Friday, February 15, 2008

Pooch

There's a really beautiful short piece today in the University City Review about a dying dog:
...I'd seen death in pictures, on the side of the road, but never so immediately or violently. It wasn't pain by degrees, the bumps and scrapes we accrue every day, lessened by love and whatever gives us comfort. It was final, irrevocable. I stood there for ten minutes,unable to look at anything but this nameless dying dog.
I really suggest you read the whole thing - it's not long. You'll find: the empathy of a nameless narrator. The indifference of passerby. The character of our community. The almost-humanity of a dog. The finality of death.

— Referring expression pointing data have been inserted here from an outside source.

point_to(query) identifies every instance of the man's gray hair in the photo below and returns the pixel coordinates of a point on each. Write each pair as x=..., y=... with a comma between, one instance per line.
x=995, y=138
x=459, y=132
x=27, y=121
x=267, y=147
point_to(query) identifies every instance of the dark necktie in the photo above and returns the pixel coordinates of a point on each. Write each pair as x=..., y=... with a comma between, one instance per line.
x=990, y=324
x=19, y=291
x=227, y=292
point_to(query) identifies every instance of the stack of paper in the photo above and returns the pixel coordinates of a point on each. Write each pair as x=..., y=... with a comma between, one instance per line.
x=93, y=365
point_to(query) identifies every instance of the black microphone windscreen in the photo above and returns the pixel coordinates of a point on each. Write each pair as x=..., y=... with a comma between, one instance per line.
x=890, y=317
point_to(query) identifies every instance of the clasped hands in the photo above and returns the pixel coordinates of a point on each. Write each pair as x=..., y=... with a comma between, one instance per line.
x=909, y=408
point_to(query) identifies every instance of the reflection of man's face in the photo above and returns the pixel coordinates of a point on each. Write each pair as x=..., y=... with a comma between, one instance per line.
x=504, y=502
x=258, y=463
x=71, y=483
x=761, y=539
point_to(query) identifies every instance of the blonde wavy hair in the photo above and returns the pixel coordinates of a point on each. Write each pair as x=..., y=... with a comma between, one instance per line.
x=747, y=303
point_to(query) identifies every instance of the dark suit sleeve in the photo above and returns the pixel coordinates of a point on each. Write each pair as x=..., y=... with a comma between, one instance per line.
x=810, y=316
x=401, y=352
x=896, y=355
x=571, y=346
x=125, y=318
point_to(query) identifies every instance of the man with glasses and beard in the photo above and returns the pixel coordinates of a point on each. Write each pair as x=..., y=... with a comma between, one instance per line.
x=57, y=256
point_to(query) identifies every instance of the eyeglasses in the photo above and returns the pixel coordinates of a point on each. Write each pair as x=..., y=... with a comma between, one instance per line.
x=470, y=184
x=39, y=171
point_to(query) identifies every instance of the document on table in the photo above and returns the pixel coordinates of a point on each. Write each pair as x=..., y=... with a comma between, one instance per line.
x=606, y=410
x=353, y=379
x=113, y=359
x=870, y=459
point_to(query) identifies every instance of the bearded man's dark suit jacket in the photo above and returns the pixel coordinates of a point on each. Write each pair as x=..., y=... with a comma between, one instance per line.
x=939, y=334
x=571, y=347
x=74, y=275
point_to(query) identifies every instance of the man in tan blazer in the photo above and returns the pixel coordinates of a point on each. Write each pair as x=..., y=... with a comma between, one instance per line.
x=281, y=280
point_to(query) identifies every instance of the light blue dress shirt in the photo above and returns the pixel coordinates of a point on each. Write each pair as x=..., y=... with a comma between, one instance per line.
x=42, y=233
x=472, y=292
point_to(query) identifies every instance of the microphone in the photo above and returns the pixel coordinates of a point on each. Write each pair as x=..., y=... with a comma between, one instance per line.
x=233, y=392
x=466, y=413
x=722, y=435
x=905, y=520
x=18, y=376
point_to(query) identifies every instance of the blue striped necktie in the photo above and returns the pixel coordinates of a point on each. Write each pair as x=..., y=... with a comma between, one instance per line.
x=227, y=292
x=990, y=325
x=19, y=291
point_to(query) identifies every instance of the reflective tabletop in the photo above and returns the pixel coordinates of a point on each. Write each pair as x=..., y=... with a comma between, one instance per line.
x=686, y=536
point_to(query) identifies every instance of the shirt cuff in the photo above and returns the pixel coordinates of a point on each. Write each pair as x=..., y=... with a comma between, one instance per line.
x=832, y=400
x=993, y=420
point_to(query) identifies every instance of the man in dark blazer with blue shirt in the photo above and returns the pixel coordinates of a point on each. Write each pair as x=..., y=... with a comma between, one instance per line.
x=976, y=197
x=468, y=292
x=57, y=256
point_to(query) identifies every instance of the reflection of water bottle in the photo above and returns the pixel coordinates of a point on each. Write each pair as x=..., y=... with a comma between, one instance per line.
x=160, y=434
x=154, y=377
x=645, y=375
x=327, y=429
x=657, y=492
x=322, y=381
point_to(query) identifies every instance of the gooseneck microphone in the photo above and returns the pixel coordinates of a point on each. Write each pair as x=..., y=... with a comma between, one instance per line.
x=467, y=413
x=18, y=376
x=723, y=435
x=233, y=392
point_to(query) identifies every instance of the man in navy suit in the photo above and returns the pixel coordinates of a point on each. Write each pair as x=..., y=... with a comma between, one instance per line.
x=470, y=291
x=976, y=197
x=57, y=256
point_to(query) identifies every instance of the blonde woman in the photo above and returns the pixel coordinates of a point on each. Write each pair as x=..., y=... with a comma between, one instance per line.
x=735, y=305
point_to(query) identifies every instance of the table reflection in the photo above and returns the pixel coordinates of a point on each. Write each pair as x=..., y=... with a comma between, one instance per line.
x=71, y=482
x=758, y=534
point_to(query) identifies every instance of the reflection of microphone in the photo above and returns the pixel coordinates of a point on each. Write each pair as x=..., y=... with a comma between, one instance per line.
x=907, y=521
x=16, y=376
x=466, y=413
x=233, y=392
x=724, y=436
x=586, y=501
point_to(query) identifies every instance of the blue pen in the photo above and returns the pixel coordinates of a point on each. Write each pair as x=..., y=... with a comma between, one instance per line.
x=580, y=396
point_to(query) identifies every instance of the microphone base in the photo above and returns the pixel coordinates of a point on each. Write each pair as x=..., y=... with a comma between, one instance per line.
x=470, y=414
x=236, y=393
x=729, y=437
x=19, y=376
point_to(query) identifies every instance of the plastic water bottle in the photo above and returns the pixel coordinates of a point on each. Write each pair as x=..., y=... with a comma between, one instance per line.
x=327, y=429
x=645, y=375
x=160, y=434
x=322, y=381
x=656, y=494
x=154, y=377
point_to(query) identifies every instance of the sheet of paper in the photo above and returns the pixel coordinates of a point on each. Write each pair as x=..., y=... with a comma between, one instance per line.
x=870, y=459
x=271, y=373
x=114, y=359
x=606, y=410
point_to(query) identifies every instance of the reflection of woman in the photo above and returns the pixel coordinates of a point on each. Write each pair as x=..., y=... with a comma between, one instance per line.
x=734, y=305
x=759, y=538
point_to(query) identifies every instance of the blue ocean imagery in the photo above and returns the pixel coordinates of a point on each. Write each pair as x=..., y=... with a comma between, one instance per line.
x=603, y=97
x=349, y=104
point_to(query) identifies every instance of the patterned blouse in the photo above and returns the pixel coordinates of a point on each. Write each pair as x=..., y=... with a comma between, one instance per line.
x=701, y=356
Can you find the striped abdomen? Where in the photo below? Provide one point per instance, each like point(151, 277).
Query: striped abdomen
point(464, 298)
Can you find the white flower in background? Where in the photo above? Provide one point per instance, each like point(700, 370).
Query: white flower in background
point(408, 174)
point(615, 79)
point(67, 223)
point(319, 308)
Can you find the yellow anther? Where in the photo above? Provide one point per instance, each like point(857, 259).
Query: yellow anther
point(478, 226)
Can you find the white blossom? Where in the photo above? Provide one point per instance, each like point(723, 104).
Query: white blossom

I'm a big fan of any newspaper that puts this kind of thing on its front page.

I say the almost-humanity of a dog. It's interesting to me - if dogs possessed nothing like humanity, the article wouldn't be evocative at all. If dogs possessed complete humanity, it would be too horrifying to view in a detached manner.

Something about other mammals is just right - they're like us enough to be loved, but unlike us enough that their loss isn't crippling to us. And their experiences are a great proxy for understanding our own.

Is that why they sent chimps into space first?

2 comments:

Unknown said...

I was thinking about this recently - the whole "some dogs I know are better than most people" thing. And I think it's interesting that we think animals are possessed of some innate virtue when it's not actually the case.
Wolves are savage creatures, it's domesticated dogs that we see lovable traits in because they learned them from us.

Nicholas said...

Animals don't sin though. They just be what they are. I think that's what we wish to emulate in them.